Ministers are to go ahead with plans to oblige care home staff to have coronavirus vaccinations as a condition of work and will consult on extending the obligation to NHS workers, Matt Hancock has confirmed.
Speaking in the Commons before MPs overwhelmingly agreed a four-week delay to the final easing of Covid restrictions in England, the health secretary also said such a requirement could in future be extended to seasonal flu vaccines.
“After careful consultation we have decided to take this proposal forward to protect residents,” Hancock said of the care worker plan. “Now, the vast majority of staff in care homes are already vaccinated, but not all, and we know that a vaccine not only protects you but those around you.
“And therefore we will be taking forward the measures to ensure the mandation as a condition of deployment for staff in care homes, and we will consult on the same approach in the NHS in order to save lives and protect patients from the disease.”
Hancock announced plans to legislate to make two doses obligatory for anyone who provides nursing or personal care in a care setting. Workmen, visiting NHS staff and hairdressers must also be double jabbed, but visiting family and friends and emergency workers will be exempt.
He also announced a consultation on extending the requirement to NHS and other health care staff, including domiciliary care.
Hancock made the announcement in a speech to open the debate on delaying the reopening measures due on 21 June to 19 July. Despite opposition from some Conservative backbenchers, it passed easily – by 461 votes to 60.
NHS bosses were cautious about the compulsory jab plan.
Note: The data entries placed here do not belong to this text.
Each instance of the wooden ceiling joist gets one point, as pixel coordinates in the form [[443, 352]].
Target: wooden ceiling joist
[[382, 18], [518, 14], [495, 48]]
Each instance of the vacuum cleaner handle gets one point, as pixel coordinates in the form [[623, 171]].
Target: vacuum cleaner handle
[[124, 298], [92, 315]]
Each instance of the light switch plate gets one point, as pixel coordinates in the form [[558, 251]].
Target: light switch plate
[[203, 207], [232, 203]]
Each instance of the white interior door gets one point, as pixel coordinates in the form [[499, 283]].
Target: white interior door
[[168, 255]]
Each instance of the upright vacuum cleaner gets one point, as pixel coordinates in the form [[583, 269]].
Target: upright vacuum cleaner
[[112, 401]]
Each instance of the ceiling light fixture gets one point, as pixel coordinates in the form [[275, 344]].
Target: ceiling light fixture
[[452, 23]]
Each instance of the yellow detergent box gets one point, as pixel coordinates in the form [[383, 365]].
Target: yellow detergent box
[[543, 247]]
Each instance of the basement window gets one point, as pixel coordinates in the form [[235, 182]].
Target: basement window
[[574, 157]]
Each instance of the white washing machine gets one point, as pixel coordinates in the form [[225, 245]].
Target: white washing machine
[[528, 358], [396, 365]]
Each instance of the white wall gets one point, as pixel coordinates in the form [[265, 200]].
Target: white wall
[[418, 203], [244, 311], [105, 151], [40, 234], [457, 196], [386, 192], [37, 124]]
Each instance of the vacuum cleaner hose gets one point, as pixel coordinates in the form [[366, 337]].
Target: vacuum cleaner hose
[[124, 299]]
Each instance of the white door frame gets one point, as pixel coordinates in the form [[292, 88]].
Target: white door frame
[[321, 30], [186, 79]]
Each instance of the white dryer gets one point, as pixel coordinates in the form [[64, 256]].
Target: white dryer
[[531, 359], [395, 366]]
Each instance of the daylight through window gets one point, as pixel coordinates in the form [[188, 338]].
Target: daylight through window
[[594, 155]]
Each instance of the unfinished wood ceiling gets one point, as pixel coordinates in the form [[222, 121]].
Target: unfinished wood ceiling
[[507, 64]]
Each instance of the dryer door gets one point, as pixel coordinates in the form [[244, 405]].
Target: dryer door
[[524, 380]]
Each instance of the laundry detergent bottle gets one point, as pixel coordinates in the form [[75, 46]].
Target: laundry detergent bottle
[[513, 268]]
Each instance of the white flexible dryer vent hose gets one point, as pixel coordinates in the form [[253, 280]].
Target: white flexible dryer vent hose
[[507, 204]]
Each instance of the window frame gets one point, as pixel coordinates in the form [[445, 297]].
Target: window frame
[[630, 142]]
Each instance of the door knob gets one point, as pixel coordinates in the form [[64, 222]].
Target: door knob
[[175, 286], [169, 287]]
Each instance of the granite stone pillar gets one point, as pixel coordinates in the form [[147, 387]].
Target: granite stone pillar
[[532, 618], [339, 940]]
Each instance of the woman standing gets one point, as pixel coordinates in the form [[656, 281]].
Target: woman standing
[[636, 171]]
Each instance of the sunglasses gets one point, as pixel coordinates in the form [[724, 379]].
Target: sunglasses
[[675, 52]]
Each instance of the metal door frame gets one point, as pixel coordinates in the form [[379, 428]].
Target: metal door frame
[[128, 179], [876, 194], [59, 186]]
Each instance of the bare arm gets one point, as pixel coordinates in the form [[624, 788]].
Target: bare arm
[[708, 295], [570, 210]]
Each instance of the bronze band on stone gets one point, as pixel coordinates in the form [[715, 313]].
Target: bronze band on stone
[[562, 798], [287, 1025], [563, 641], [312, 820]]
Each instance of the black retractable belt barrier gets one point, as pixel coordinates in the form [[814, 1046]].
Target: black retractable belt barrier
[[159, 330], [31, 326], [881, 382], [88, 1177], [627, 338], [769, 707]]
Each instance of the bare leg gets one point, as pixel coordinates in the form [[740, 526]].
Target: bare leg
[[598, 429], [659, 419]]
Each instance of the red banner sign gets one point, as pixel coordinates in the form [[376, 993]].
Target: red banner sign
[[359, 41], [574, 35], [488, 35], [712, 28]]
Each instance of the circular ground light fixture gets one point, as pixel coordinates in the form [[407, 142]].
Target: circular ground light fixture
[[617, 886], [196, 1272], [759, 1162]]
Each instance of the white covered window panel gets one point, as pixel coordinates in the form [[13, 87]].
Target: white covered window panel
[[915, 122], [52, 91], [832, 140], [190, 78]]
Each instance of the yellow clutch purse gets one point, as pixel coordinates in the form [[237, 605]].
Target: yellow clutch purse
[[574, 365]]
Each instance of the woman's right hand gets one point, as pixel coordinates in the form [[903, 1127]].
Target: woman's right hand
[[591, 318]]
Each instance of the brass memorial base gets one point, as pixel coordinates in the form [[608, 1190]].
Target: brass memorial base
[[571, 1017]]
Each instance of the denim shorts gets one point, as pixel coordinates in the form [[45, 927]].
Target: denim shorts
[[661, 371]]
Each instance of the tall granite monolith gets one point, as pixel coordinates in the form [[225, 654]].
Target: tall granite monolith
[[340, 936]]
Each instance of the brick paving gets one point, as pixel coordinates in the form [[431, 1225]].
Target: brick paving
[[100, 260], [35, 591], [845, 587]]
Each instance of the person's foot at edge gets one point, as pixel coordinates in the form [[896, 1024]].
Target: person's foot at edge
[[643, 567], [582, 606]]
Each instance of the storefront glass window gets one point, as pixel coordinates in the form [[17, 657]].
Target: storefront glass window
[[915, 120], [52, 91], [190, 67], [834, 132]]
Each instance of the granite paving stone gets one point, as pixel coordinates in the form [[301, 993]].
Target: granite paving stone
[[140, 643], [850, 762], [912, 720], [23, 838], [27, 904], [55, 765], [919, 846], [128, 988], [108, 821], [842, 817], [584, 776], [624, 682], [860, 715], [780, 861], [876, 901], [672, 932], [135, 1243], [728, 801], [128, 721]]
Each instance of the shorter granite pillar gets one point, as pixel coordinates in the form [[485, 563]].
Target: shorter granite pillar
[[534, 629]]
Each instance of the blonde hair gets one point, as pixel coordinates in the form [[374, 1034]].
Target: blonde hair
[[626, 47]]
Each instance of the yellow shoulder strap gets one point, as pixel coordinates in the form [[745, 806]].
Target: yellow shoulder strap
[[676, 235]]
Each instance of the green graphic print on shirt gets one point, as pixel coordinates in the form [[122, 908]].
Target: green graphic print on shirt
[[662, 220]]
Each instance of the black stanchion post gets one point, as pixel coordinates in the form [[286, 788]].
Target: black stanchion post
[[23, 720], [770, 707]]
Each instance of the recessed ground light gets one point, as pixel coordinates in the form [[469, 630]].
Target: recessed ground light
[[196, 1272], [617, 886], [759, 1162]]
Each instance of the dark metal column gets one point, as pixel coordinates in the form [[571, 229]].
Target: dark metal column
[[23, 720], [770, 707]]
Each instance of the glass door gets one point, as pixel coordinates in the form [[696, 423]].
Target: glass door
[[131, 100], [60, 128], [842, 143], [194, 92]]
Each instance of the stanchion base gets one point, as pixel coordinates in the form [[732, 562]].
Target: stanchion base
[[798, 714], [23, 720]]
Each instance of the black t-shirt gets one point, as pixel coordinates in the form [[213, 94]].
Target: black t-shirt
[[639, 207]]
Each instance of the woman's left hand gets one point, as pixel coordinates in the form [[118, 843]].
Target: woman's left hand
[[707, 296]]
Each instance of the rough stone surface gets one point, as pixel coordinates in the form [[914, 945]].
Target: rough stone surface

Saffron Cordery, the deputy chief executive of NHS Providers, which speaks for health service trusts in England, said: “Trust leaders are clear that, if the government does proceed, it will need to fully think through the consequences of mandation, including the need for trusts, if required, to potentially suspend and dismiss staff who refuse to have a vaccination at a time when the NHS already has significant vacancy rates.”
The NHS Confederation, another hospital body, has said bosses were unlikely to welcome mandatory vaccines for staff, and the Royal College of Nursing has also expressed opposition.
Danny Mortimer, the chief executive of NHS Employers, which forms part of the confederation, voiced no direct criticism of the plan, but said implementation would have to be handled sensitively.
Meanwhile the latest UK data showed that as of Wednesday, nine more people had died within 28 days of testing positive for Covid-19 and there had been a further 9,055 lab-confirmed cases, the highest daily figure since 25 February.
In the Commons, Hancock was asked by the Conservative backbencher Steve Baker, who is a leading member of the Covid Recovery Group, which wants restrictions lifted sooner, why care home staff who did not want the vaccination could not instead have daily lateral flow tests.
The health secretary replied: “We do of course already have significant testing, but it’s a matter of risk. And we know that the vaccine reduces that risk very significantly.”
Addressing scepticism among some Conservative MPs about putting back full reopening in England from 21 June to 19 July, Hancock said there would be no further delay simply to protect members of the public who had not taken up vaccinations.
There was “a material difference” in the state’s obligations towards those who had not yet been offered a vaccine and towards people who had opted not to have one, he said.
“The duty that we have when someone has not been offered the vaccine is greater than the duty we have when somebody has been offered the vaccine, but has chosen not to take it up,” he told MPs.
Arguing for the need for the four-week delay, Hancock said there were 1.2 million people over 50 and 4.4 million over 40 who had not yet had both vaccination doses, most of whom would have by 19 July.
The change was needed because of the arrival of the more transmissible Delta variant, he said. “A new variant has given the virus extra legs – both because it spreads more easily and because there’s some evidence that the risk of hospitalisation is higher than for the Alpha variant, which was of course previously dominant in this country.”